The next Apple event is still over a week away, but the rumors are flying fast and furiously. Chief among them, at this stage: the Apple TV is to be revamped, re-positioned, and re-priced at somewhere south of $200 (versus today’s $69 model). It may or may not include a streaming TV service, as multiple observers suggest Apple is having trouble lining up content that matches its preferences…or, you know, maybe everything’s sorted, and it launches next week.

For all the hullaballoo about the machinations of one of the world’s most valuable companies, there’s a kernel of real importance here: Apple is renowned for its attention to detail and quality, and that is just what the industry needs. Viewing on connected TVs grew 380% in just the first quarter of this year and is on a tear. Soon, Internet-delivered TV may very well be primarily consumed on….well, a TV. Just as HBO partnered with Apple for the launch of HBO Now, soon we can imagine plenty of new, or upgrading, entrants looking to Apple to get their wares in front of consumers.

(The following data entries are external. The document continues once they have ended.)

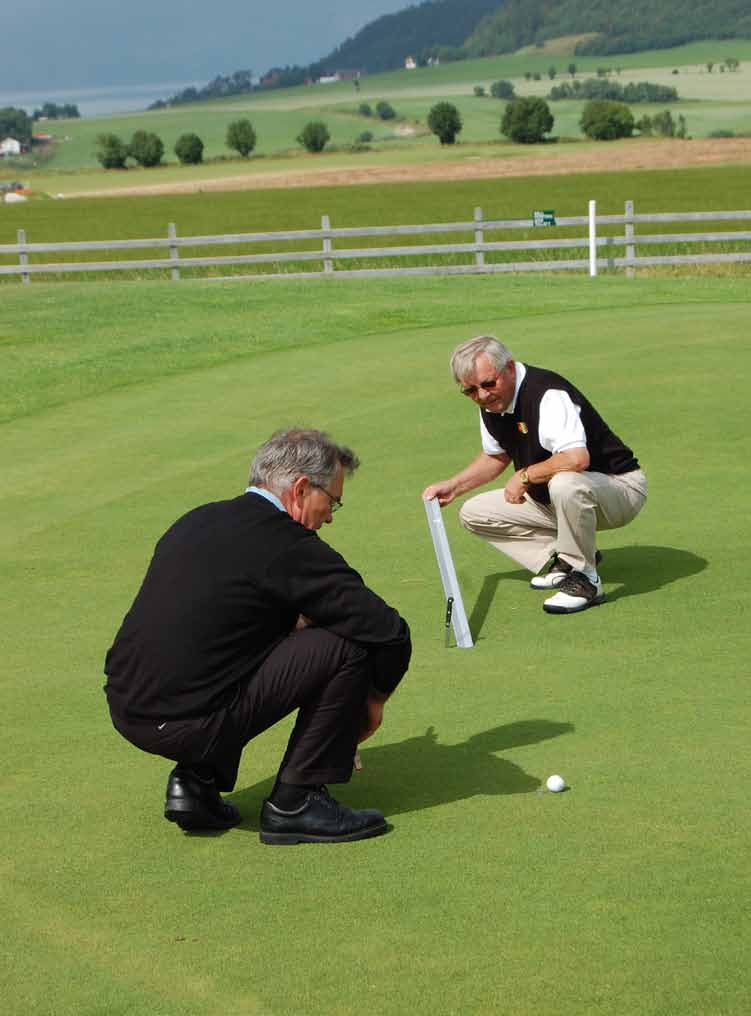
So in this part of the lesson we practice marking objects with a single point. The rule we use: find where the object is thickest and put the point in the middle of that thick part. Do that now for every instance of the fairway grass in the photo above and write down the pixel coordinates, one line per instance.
(132, 402)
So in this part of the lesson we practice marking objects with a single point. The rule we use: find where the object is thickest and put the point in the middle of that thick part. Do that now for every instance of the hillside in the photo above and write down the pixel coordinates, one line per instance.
(642, 24)
(423, 29)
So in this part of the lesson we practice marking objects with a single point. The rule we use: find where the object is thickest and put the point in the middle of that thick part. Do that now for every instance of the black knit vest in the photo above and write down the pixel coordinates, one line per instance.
(518, 432)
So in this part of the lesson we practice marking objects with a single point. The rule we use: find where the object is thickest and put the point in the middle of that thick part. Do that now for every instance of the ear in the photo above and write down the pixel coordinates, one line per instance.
(294, 497)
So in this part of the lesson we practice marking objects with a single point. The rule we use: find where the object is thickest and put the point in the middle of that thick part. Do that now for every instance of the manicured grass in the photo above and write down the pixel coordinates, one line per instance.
(134, 401)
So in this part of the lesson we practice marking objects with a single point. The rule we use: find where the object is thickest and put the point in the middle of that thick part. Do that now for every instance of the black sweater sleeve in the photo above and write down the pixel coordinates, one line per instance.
(323, 587)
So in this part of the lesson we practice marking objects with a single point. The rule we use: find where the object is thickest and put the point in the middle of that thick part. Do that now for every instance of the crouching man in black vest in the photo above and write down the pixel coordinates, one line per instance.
(244, 616)
(572, 474)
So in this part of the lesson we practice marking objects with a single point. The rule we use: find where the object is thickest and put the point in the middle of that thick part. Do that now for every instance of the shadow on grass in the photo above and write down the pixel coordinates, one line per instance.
(638, 569)
(420, 772)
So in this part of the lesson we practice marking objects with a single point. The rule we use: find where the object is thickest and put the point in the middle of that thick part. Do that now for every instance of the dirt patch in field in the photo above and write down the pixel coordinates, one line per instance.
(546, 161)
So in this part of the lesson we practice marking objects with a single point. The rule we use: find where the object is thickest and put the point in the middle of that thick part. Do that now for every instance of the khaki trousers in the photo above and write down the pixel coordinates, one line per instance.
(580, 504)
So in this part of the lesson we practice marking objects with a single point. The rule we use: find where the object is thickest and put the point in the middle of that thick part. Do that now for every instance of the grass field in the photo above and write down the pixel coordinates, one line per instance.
(126, 404)
(712, 102)
(700, 189)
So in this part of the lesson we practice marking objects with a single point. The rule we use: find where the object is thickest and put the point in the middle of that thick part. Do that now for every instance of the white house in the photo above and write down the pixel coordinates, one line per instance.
(9, 146)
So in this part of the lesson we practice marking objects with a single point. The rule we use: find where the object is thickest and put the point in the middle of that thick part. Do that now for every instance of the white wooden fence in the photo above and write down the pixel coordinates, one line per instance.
(598, 251)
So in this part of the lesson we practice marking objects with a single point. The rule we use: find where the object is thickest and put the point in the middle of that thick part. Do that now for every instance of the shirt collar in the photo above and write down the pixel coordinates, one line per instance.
(262, 492)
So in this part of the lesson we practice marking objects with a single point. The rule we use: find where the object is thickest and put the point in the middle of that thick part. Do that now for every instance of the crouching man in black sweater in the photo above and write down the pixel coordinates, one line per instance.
(244, 616)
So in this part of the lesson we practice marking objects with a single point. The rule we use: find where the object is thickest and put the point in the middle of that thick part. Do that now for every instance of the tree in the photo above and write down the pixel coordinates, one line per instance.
(526, 120)
(15, 123)
(146, 148)
(189, 149)
(445, 122)
(111, 151)
(385, 111)
(314, 136)
(603, 120)
(241, 137)
(502, 89)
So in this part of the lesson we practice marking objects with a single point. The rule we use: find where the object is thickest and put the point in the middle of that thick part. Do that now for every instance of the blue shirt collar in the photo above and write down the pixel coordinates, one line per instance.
(267, 495)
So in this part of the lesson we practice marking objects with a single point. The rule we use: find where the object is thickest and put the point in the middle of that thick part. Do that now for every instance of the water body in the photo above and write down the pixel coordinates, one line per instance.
(98, 102)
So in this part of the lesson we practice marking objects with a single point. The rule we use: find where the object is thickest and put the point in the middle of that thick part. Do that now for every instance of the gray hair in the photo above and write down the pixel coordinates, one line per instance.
(299, 452)
(463, 357)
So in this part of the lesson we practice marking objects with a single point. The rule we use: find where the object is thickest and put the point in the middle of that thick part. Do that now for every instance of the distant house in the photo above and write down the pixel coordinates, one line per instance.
(9, 146)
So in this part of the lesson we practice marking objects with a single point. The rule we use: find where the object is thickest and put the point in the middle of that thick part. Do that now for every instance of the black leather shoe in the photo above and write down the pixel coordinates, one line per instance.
(196, 804)
(319, 820)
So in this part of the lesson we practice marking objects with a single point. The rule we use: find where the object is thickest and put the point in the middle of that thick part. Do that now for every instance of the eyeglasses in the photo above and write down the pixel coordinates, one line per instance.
(334, 502)
(487, 385)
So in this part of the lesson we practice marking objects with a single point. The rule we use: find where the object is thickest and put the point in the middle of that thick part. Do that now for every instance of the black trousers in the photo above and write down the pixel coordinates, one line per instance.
(322, 676)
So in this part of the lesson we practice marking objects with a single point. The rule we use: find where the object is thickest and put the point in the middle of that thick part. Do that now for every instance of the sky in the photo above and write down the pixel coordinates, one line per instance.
(67, 44)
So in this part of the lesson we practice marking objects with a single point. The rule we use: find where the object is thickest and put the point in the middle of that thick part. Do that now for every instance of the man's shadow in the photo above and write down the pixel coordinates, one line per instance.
(637, 569)
(420, 772)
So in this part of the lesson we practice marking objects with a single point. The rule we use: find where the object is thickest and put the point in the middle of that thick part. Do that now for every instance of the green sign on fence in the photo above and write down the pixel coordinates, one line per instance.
(547, 217)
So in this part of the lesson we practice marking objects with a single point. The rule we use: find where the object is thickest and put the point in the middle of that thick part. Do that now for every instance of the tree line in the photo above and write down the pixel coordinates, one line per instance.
(147, 149)
(642, 24)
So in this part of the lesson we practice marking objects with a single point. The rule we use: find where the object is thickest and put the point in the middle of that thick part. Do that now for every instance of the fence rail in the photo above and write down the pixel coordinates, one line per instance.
(600, 249)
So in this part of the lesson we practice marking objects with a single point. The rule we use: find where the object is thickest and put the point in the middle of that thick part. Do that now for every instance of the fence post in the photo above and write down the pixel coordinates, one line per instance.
(174, 252)
(592, 239)
(629, 237)
(479, 239)
(22, 256)
(327, 262)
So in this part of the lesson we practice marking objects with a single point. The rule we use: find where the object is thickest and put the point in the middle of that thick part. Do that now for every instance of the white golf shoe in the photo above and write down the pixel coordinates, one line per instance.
(574, 593)
(557, 571)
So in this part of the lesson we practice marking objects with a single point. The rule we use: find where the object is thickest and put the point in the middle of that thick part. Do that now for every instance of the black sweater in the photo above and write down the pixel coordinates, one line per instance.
(226, 584)
(518, 432)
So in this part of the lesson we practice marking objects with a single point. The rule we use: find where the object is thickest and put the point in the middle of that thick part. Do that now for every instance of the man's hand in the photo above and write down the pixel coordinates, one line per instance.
(372, 718)
(444, 490)
(514, 490)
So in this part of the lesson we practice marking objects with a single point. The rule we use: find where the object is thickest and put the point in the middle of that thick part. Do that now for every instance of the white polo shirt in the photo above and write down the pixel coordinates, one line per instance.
(560, 423)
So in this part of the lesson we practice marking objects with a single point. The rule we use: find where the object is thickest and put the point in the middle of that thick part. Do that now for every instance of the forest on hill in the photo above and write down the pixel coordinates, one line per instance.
(618, 27)
(455, 29)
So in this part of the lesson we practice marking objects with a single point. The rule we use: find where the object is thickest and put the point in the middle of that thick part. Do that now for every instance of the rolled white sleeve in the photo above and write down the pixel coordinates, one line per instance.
(560, 423)
(490, 445)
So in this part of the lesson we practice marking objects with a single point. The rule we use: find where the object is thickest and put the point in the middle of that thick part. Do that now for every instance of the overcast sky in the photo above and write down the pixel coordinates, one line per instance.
(64, 44)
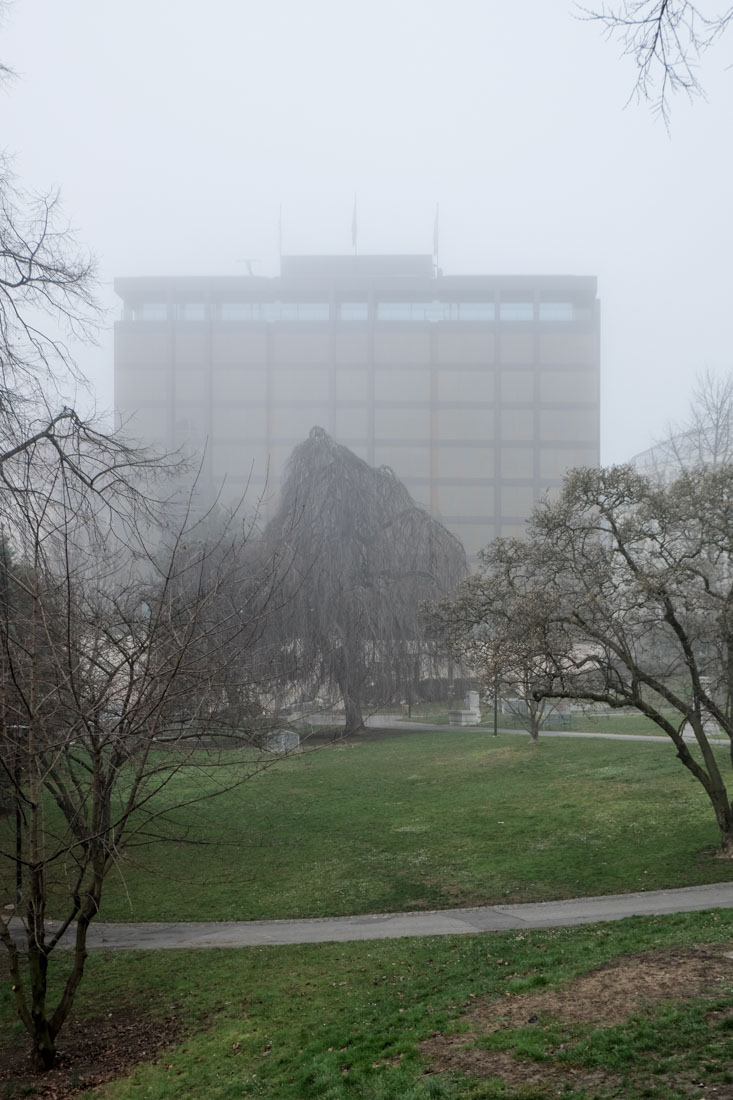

Thankfully, Apple was not the only company making waves last week. Amazon introduced HDR to its Prime service, rather a clever way of upping the viewing experience without saddling themselves with the higher bandwidth demands of true 4K. That early returns weren’t necessarily all that positive is part of the reality of a complicated delivery environment, and we expect to see rapid improvement in the end result very soon.

Meanwhile, Cablevision continues to double down on its experience syndication strategy, announcing an agreement to resell CBS All Access and the Showtime OTT service to its Internet customers. Since revealing that Internet services are 7 times as profitable as Pay TV, CEO Jim Dolan has put wood behind the arrow of shifting to a focus on selling the Internet and providing a sell-through for partners’ TV services. Don’t be surprised to see plenty more deals before this story is done.

In news of the ‘duh’ variety, a survey this week showed that cord cutters are looking for lower costs, not different content. It’s not clear who actually thought the opposite was true. However, there’s an important point here, because the parsimonious purveyor of OTT services is likely to be on a pathway to disappointment: the industry is not about to give up revenues along the way, and there are plenty of pieces out there already about the potentially false economies of cord cutting – for fun, go use the online tool from Slate to see how it would work in your household.

Finally let’s spare a thought for FX chief, John Landgraf, who literally says there is too much scripted content out there. While we can get onboard with the idea that sometimes there’s pressure to binge watch that next series, and that apparently binge watching can literally kill you, is there really so much that we need to slow it all down? In the end it’ll be about quality – not just of the experience, but of the content itself. So the more Game of Thrones and Better Call Saul shows we get the better, while the same cannot necessarily be said of repeats of the utterly bizarre Lyon’s Den (seriously, read the last paragraph and see what happens when a show gets cancelled).